The nuances that occur between people are complex, and it is these nuances that separate humans from machines. This begs the question – will emotionally intelligent machines ever truly exist? Neil Hammerton investigates
Emotional intelligence is defined as the ability to recognise, understand and manage our own emotions, and recognise, understand and influence the emotions of others. It’s one key quality that we expect when speaking with others about any issues we have, including customer service agents.
Being able to understand another’s emotions is undeniably a vital and defining characteristic for anyone looking to be successful in a customer-facing role.
But as we enter a new digital era, artificial intelligence (AI)-supported technology like chatbots are increasingly automating more of the customer experience. And more is on its way, from AI that can decipher good from bad calls, to machine learning that can translate phone conversations in real time.

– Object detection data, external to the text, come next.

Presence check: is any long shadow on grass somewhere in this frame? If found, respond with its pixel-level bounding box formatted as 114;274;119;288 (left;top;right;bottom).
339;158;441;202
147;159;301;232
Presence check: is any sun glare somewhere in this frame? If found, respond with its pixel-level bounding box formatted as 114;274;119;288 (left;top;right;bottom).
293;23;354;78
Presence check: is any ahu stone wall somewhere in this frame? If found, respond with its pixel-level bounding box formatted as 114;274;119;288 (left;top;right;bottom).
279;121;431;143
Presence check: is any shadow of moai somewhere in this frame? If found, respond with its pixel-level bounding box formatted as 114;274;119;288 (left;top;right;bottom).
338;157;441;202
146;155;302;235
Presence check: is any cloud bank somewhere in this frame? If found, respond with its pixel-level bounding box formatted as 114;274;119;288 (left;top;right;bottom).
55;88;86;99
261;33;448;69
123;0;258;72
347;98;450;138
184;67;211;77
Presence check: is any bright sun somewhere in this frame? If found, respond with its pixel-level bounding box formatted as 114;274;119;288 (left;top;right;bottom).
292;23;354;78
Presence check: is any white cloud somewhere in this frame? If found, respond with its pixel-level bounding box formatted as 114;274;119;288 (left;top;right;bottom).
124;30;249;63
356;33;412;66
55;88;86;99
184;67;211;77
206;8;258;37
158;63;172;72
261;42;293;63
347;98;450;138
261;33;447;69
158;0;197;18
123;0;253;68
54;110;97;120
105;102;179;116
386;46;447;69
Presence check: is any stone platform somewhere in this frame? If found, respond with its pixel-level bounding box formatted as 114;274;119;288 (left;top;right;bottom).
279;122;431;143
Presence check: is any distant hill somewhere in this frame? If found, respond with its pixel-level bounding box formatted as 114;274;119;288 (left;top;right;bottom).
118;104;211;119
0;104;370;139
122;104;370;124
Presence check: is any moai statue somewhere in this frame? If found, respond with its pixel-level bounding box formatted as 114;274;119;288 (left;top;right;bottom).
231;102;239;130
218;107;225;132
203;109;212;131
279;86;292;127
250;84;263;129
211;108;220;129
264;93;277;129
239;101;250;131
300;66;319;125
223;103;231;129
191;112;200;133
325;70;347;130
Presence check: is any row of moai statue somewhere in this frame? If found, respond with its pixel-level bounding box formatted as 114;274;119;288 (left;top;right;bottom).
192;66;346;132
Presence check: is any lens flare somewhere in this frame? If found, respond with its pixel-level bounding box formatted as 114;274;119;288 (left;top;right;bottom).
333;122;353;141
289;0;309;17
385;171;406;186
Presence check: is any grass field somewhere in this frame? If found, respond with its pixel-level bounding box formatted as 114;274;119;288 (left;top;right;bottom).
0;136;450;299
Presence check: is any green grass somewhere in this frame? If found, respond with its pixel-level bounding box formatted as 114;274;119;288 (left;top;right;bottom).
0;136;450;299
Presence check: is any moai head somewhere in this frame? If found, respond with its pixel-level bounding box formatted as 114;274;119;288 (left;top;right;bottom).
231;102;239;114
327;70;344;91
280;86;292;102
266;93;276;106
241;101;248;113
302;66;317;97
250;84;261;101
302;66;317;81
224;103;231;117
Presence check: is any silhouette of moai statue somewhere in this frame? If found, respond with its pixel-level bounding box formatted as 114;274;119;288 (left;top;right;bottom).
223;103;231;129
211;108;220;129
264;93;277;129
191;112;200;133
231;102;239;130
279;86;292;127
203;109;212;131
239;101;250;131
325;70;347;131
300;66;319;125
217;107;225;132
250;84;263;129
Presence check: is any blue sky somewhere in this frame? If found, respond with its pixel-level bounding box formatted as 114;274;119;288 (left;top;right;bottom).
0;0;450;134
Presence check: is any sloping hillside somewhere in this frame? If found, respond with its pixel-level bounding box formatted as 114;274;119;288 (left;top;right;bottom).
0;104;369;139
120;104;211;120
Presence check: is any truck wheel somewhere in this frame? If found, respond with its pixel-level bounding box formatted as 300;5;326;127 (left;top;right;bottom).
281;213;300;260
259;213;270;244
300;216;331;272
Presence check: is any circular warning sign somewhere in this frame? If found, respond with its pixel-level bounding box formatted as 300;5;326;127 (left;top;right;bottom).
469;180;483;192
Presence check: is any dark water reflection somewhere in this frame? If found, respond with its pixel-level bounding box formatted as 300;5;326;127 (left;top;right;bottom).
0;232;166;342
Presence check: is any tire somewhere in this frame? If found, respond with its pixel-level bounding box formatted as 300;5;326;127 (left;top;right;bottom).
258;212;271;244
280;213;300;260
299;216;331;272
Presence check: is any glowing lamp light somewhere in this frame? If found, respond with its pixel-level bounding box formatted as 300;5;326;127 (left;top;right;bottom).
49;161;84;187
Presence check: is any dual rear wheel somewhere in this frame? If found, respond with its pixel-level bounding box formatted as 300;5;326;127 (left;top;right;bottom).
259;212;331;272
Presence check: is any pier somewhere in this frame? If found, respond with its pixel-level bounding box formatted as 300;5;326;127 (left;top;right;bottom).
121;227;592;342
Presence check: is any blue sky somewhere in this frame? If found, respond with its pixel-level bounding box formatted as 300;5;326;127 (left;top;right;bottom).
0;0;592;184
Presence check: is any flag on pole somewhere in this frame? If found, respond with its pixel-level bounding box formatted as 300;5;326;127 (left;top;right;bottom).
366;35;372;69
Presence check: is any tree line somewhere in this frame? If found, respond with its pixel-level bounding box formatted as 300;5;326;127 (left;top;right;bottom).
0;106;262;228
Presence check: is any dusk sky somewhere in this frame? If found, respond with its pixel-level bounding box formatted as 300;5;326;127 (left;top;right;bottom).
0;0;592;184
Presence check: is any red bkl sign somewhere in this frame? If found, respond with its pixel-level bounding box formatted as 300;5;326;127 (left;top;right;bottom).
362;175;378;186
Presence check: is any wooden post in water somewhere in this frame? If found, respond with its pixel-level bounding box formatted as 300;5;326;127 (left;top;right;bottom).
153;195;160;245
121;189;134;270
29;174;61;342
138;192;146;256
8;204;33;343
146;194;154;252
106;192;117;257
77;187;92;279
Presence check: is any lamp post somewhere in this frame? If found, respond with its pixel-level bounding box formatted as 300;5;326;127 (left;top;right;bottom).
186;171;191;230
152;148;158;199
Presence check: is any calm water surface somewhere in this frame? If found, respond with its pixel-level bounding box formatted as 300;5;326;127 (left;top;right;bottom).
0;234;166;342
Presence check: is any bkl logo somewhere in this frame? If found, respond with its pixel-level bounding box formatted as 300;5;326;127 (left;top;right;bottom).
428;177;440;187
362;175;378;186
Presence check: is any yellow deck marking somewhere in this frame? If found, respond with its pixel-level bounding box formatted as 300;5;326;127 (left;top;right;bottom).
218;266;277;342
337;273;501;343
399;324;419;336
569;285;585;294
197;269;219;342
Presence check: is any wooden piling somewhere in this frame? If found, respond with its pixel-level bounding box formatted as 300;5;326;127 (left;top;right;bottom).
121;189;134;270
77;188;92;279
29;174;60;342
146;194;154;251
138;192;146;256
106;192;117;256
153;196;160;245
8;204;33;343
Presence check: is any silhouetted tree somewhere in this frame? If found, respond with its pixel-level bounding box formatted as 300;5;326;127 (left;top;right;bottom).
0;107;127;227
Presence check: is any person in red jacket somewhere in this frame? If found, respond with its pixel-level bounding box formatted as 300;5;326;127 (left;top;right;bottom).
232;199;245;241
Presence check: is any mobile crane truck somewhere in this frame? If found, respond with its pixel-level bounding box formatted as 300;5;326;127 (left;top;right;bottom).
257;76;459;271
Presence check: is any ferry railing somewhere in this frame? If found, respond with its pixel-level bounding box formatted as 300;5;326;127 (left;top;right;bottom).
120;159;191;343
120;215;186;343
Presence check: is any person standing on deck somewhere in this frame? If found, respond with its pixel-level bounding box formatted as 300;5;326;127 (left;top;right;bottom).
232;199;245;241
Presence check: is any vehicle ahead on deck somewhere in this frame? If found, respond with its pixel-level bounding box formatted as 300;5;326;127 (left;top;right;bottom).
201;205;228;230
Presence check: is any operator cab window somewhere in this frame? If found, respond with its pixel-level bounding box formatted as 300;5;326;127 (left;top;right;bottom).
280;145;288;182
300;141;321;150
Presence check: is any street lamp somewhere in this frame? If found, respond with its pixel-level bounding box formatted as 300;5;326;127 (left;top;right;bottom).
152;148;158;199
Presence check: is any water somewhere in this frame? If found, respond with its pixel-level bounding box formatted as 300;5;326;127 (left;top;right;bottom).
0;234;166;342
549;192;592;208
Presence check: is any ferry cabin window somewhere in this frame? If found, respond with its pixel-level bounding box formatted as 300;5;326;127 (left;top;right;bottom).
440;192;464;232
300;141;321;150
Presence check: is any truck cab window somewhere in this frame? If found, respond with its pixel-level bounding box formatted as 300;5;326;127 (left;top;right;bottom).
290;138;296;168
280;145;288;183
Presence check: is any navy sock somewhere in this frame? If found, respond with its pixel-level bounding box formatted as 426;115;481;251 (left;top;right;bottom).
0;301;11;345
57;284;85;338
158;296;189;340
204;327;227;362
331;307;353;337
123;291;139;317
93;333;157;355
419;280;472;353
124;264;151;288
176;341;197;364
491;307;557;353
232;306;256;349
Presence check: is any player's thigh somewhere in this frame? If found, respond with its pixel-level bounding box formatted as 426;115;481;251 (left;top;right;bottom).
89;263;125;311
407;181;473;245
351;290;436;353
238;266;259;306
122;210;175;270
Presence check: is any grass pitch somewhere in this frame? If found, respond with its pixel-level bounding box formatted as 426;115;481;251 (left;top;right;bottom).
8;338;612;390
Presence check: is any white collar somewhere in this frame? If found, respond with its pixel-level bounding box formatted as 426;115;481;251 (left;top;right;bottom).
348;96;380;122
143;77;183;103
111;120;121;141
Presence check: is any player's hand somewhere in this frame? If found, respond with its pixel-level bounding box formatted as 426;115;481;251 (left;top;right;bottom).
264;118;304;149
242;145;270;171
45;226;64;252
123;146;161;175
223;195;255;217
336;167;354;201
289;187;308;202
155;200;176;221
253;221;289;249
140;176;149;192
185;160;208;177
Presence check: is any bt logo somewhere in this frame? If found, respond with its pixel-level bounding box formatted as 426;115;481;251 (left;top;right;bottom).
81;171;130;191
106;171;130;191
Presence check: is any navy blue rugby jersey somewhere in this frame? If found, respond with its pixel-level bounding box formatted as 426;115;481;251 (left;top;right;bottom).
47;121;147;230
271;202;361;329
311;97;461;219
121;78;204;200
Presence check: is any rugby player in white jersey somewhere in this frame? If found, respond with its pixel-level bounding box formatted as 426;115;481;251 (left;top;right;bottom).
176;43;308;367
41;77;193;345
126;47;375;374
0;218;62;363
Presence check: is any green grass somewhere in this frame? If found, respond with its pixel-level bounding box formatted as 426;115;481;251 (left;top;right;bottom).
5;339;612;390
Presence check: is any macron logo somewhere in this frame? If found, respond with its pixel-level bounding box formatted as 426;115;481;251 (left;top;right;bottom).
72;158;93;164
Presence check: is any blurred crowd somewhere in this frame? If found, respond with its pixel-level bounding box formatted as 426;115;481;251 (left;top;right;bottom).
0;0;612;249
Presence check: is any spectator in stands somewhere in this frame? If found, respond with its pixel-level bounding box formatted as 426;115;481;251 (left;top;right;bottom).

But since customer experience and emotional intelligence are seemingly inextricable, it is surely a must that any AI technology designed for the customer service industry is able to display emotional intelligence of an equally high standard to successful human operatives. But have we yet reached this point?
A long way to go
While machines are getting better at understanding human emotional context clues – and are improving all the time – there are still plenty of limitations, particularly in the mass market. This is supported by a recent study of Artificial Emotional Intelligence published in the International Research Journal of Advanced Engineering and Science, which states that the current research and development activities on Al based systems do not have enough data on the emotional aspects of human intelligence.
We can see this borne out in human responses to sentiment analytics tools, which one in five of respondents to a recent Natterbox survey use as part of their role. These tools are undoubtedly valuable in enabling us to understand the prevailing sentiment and trends within large pools of data – for example, conversations around a brand on social media, or the emails received in response to a specific offer.
But isolated, more nuanced statements can sometimes get lost in the noise of sentiment analytics. To give one example: When even many human internet users misunderstand the use of irony in text, how can we expect a programme to spot it?